Kim, who received official refugee status recognition in October of last year, said there was “no major difference in the discrimination and hatred I faced before receiving refugee status and now that I have it.” Before he received the status, he encountered prejudice for being a “foreigner” who could not speak Korean; now, he hears remarks about how refugees “are all poor” and “only became refugees to take away jobs,” and how “crime increases when we take refugees in.”

“We’re free to think what we think, but the expression of those thoughts is very hurtful to people,” Kim said.

Kim and his father, who both converted from Islam to Catholicism after moving to South Korea, applied for refugee status from the government in May 2016, unable to return to Iran due to conversion being viewed there as a serious crime according to Islamic law. But the Ministry of Justice denied the request, concluding that the younger Kim’s religious values were “not yet established.” He ultimately requested a review, receiving recognition two years later in October 2018.

“I felt angry about the Justice Ministry and Supreme Court not accepting Min-hyeok’s refugee application, which I thought was unfair,” Kim Ji-yu, a 17-year-old former classmate of Kim Min-hyeok’s at Aju Middle School who campaigned for his refugee status recognition, said last year.

“I called a meeting of the student council, and we submitted a citizens’ petition to the Blue House and demonstrated at the Office of Immigration,” she recalled.

“The process of receiving petitions from students and teachers for his father, who has yet to have his refugee status recognized, has been even tougher than for Min-hyeok,” she said.

“I felt really disheartened when I saw friends and teachers saying things like ‘what do refugees have to do with us?’ or ‘I’m against taking in immigrants.’”

In a ceremony at its study center in Seoul’s Jung (Central) district on June 4, the National Human Rights Commission of Korea (NHRCK) announced that it had organized a campaign to establish social support on the issues of hatred and discrimination and improve public perceptions. The campaign’s slogan is “see each person in their own color.” The message is that coexistence is possible if people view social minorities without prejudice, maintaining their own identities in an atmosphere where different individuals are respected.

While attending the declaration ceremony for the campaign that day, Kim Min-hyeok and Kim Ji-yu delivered a presentation in which they talked about the hatred, prejudice, and discrimination encountered in the process of Iranian-born Kim Min-hyeok’s refugee application review, as well as their experiences uniting to resist them.
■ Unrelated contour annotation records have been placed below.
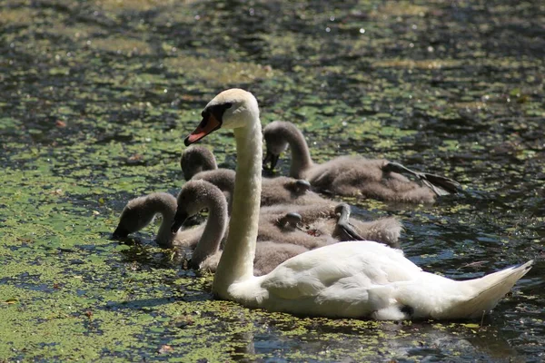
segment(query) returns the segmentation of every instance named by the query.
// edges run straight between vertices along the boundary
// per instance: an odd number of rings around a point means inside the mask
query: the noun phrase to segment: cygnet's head
[[[150,211],[150,201],[153,195],[134,198],[125,205],[119,224],[114,231],[114,239],[125,238],[129,234],[136,232],[147,226],[154,219],[154,212]]]
[[[251,93],[232,88],[215,96],[201,113],[203,120],[184,141],[186,146],[218,130],[250,126],[259,118],[257,100]]]
[[[278,162],[280,155],[288,149],[288,141],[285,137],[285,123],[282,121],[273,121],[263,129],[263,137],[267,144],[267,153],[263,162],[270,162],[272,170]]]
[[[222,191],[213,184],[203,180],[191,180],[183,184],[177,199],[177,210],[172,225],[172,231],[177,231],[189,217],[207,208],[211,199],[225,199]]]

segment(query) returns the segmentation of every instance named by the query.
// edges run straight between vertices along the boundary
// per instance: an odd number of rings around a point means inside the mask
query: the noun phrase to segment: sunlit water
[[[544,14],[539,1],[3,4],[0,358],[541,361]],[[536,265],[482,321],[374,323],[215,301],[154,227],[111,240],[129,199],[176,192],[183,138],[234,86],[263,123],[296,123],[317,162],[360,153],[460,181],[433,206],[348,200],[360,218],[398,216],[425,270]],[[206,142],[234,166],[228,132]]]

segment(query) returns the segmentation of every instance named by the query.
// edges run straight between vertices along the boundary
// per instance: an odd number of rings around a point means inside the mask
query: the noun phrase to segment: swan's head
[[[263,129],[263,137],[267,144],[267,153],[263,162],[265,165],[270,163],[270,170],[274,169],[280,155],[288,149],[285,123],[282,121],[273,121]]]
[[[226,203],[223,193],[213,184],[203,180],[191,180],[183,184],[177,199],[176,215],[171,227],[176,232],[189,217],[211,205]]]
[[[219,128],[250,126],[259,119],[257,100],[251,93],[232,88],[215,96],[201,113],[203,120],[184,141],[185,146],[201,140]]]

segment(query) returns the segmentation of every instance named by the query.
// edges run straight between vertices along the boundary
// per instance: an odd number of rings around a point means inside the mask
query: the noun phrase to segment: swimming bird
[[[402,251],[372,241],[340,242],[299,254],[255,277],[262,128],[255,97],[241,89],[216,95],[185,139],[233,129],[237,166],[230,233],[213,283],[216,298],[269,311],[376,319],[471,319],[489,313],[533,261],[455,281],[425,272]],[[176,226],[173,226],[174,230]]]
[[[228,233],[227,202],[222,191],[206,181],[187,182],[178,194],[173,231],[178,231],[188,217],[203,209],[210,211],[204,230],[210,233],[203,233],[199,239],[190,265],[213,272],[222,254],[221,242],[224,234]],[[338,241],[328,235],[314,237],[301,231],[295,228],[300,221],[301,216],[292,212],[261,214],[258,236],[263,241],[257,244],[253,258],[255,275],[269,273],[280,263],[309,249]]]
[[[382,159],[350,155],[316,164],[311,158],[304,136],[292,123],[274,121],[265,126],[263,134],[267,144],[265,162],[270,162],[271,169],[289,146],[292,151],[290,176],[306,179],[319,191],[385,201],[431,203],[437,196],[455,193],[461,188],[451,179],[414,172]],[[413,175],[423,185],[400,172]]]
[[[213,153],[205,147],[192,145],[183,151],[180,165],[186,181],[202,179],[212,182],[223,191],[231,201],[234,190],[234,171],[218,168]],[[263,178],[261,205],[281,203],[314,204],[324,201],[311,191],[311,184],[304,180],[289,177]]]

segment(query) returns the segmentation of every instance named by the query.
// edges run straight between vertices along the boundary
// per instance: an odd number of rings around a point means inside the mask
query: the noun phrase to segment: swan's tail
[[[513,266],[498,272],[490,273],[480,279],[461,281],[474,291],[467,299],[455,303],[445,309],[450,318],[475,319],[489,313],[507,294],[515,283],[531,269],[533,260]],[[435,317],[440,318],[440,317]]]

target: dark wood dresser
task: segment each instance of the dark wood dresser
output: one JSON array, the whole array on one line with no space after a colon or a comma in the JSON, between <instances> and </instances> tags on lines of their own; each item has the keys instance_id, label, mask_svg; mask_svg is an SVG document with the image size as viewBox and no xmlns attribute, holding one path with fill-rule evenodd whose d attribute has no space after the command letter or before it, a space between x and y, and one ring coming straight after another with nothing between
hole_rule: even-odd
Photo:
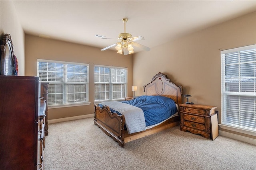
<instances>
[{"instance_id":1,"label":"dark wood dresser","mask_svg":"<svg viewBox=\"0 0 256 170\"><path fill-rule=\"evenodd\" d=\"M49 83L41 82L41 96L44 98L46 103L45 110L45 126L44 127L44 135L48 135L48 86Z\"/></svg>"},{"instance_id":2,"label":"dark wood dresser","mask_svg":"<svg viewBox=\"0 0 256 170\"><path fill-rule=\"evenodd\" d=\"M39 78L0 76L1 170L42 170L46 103Z\"/></svg>"},{"instance_id":3,"label":"dark wood dresser","mask_svg":"<svg viewBox=\"0 0 256 170\"><path fill-rule=\"evenodd\" d=\"M219 136L216 107L186 104L179 107L180 130L201 134L212 140Z\"/></svg>"}]
</instances>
Oh Hyeon-rok, an Aju Middle School teacher who actively helped out Kim Min-hyeok’s application alongside Kim Ji-yu, called on the NHRCK’s special hatred and discrimination response committee to “emphasize that a lot of refugees are being absurdly and unfairly represented as ‘false refugees’ and enlist intellectuals to participate in the opposition to changing refugee laws for the worse and the fight against hatred and discrimination.”

NHRCK plans to carry out its campaign through different online and offline approaches, including public interest radio spots and SNS hashtags.